Two out of five stars

The best thing about "The Forest" is that Japan’s Aokigahara Forest actually exists. It’s a place where people go to commit suicide. Isn’t that exciting? No, it’s not. It’s depressing, but when you use it to drive the plot of a movie billed as a supernatural thriller, it should be exciting. But is it?

"The Forest" stars "Game of Thrones" actress Natalie Dormer as Sara Price, whose twin sister, Jess, goes missing in Japan. If you’re a "Game of Thrones" fan but for some reason do not love Dormer as the scheming Margaery Tyrell, there’s probably something wrong with you. Yet from the beginning of this movie, I couldn’t help but feel she was miscast. The first few scenes are clunky and Dormer isn’t believable. It’s a rare complaint but her American accent sounds fake. Her boyfriend, played by Eoin Macken, is also attempting to sound American. I think. Instead, they sound like two people trying sound like they’re American. It’s distracting, but you get used to it.

Back to the story: Sara hops a plane and heads to Japan, where she learns Jess, a teacher, disappeared in the Aokigahara Forest on a class trip. Because apparently, it’s common practice to take a class trip to a place known as the Suicide Forest. Sara, because of her special identical twin powers, knows Jess didn’t kill herself, and is determined to venture into the freaky forest to find her.

Along the way, Sara meets Lady Gaga’s fiancé, aka Taylor Kinney, who plays Aiden, a hunky travel writer who offers to be Sara’s personal guide through the forest.
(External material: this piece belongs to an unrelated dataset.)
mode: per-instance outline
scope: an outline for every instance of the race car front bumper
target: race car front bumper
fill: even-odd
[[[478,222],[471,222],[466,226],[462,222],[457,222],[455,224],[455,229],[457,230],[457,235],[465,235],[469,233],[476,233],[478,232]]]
Another important element here: The forest is supposedly full of evil spirits that will exploit your fears and make you hallucinate to the point where you want to kill yourself.

The story in "The Forest" is contrived, but director Jason Zada brings the creepy, on occasion. He just doesn’t do it enough. The misdirection and plot devices used to confuse and scare the audience feel like cheating instead of smart, organic thrills. Again, Dormer is a fine actress but this role just isn’t a great fit.